今天晚上的战役异常惨烈,若非明月书院四周环境幽静,只怕是闹得整个明月镇都晓得了。
因为呼延傲菡与苏九祸两人伤势严重,风宸当机立断先给止住了血,再把人送去苏府进一步治疗。
明月书院这一头则由柳韵语负责带人善后。
回苏府的路上,风宸负责断后。忽然间他停下了脚步,往后面看了一会。
没人,只有一望无际的黑暗,沉沉的快要把人吞没。
风宸略略皱了眉,随后转过身追上队伍。
也许,是他多虑了。
然而就在那沉沉的黑暗里,有数十人先后倒下,死状极惨。
直到最后一人不甘心的咽了气,掐住他脖子的那双手才松开。
尸体倒在地上出轻微的响动,在他们倒下去的地方,开出大朵大朵的血色之花。
像是献给神的祭品。
晚风撩起男子一截描了蓝色暗纹的袍子,月光下,一双妖异之至的紫眸慢慢显露了出来,眉心的红莲悄然盛放。
莲,本是侍奉佛前,沐浴香火,普渡众生之物。
而红莲,则是盛开在忘川河内,以鲜血浇灌而成,性邪,嗜血。
男子慢慢平息周身嗜血的气息,又恢复了往日温润如玉的模样,朝某个地方看了看。这才使了轻功就消失在原地。可背后的那些尸体,一地的鲜血,都代表他曾经来过。
“谁伤你,我便毁了谁。”
苏府内。
容离本来养好了伤就打算继续出去干老本行,但是不知道什么原因成天在明月镇溜达,有时踏月归来。

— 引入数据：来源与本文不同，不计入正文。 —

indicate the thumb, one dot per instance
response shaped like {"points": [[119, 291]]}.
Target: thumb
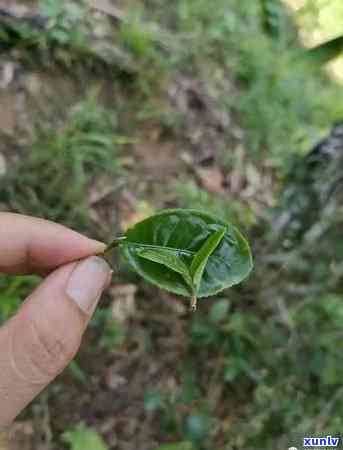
{"points": [[44, 336]]}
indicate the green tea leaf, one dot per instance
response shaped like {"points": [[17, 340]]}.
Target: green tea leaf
{"points": [[169, 258], [183, 233], [201, 257]]}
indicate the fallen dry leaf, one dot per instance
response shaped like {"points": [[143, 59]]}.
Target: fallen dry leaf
{"points": [[211, 179]]}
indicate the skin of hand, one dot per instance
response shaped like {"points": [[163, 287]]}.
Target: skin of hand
{"points": [[45, 334]]}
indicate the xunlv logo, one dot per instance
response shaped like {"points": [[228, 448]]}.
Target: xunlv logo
{"points": [[327, 441]]}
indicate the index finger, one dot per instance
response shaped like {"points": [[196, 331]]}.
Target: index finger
{"points": [[31, 245]]}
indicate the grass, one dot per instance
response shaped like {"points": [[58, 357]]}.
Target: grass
{"points": [[67, 160], [262, 362]]}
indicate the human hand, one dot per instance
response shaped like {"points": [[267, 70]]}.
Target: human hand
{"points": [[43, 337]]}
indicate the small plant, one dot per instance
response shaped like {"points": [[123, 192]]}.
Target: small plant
{"points": [[186, 252]]}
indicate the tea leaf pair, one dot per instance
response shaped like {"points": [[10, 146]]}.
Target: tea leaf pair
{"points": [[187, 252]]}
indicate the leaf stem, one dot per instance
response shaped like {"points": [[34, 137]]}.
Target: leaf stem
{"points": [[113, 245], [194, 301]]}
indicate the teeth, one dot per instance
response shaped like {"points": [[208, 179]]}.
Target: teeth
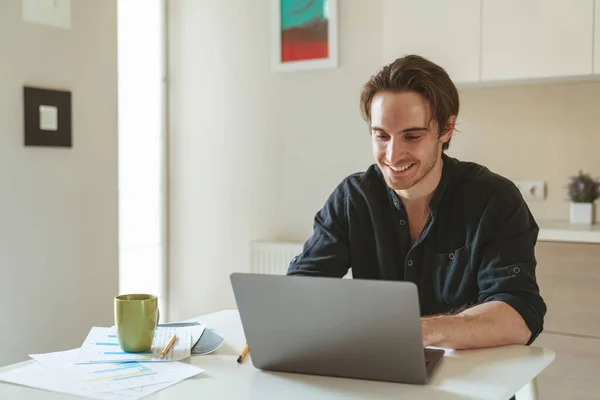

因为是主子的事儿所以众人都不会多嘴,然而这晚容离正在自己的房间里翻来覆去的找东西之时,只看见外头灯火大亮,脚步声匆忙。
容离正要出去问个究竟,忽然有人来报,说苏九祸与呼延傲菡都受了重伤,现在风公子正在外头等他过去。
容离:我一个神偷,又不会治病,让他过去做什么……
不过腹诽归腹诽,自家师父受了重伤,不管什么情况还得去看看。
想到这儿,容离立马赶了过去。
因为风宸是男的,所以处理外伤这种事交给了沉檀糯米。容离赶过来的时候,正好看见风宸站在屋外,周身冷气大开,三尺之内无人靠近。
“风公子。”
风宸朝容离点点头,后者暗自搓了搓衣袖下的鸡皮疙瘩。
这位可是冷的要命了。
风宸冷着一张脸,也不拐弯抹角,直截了当的道:
“把你手里的天山雪莲拿出来。”
容离也不迟疑,知道里头自家的师父等着救命。二话不说,迅速回了房间内前去亲自取了出来。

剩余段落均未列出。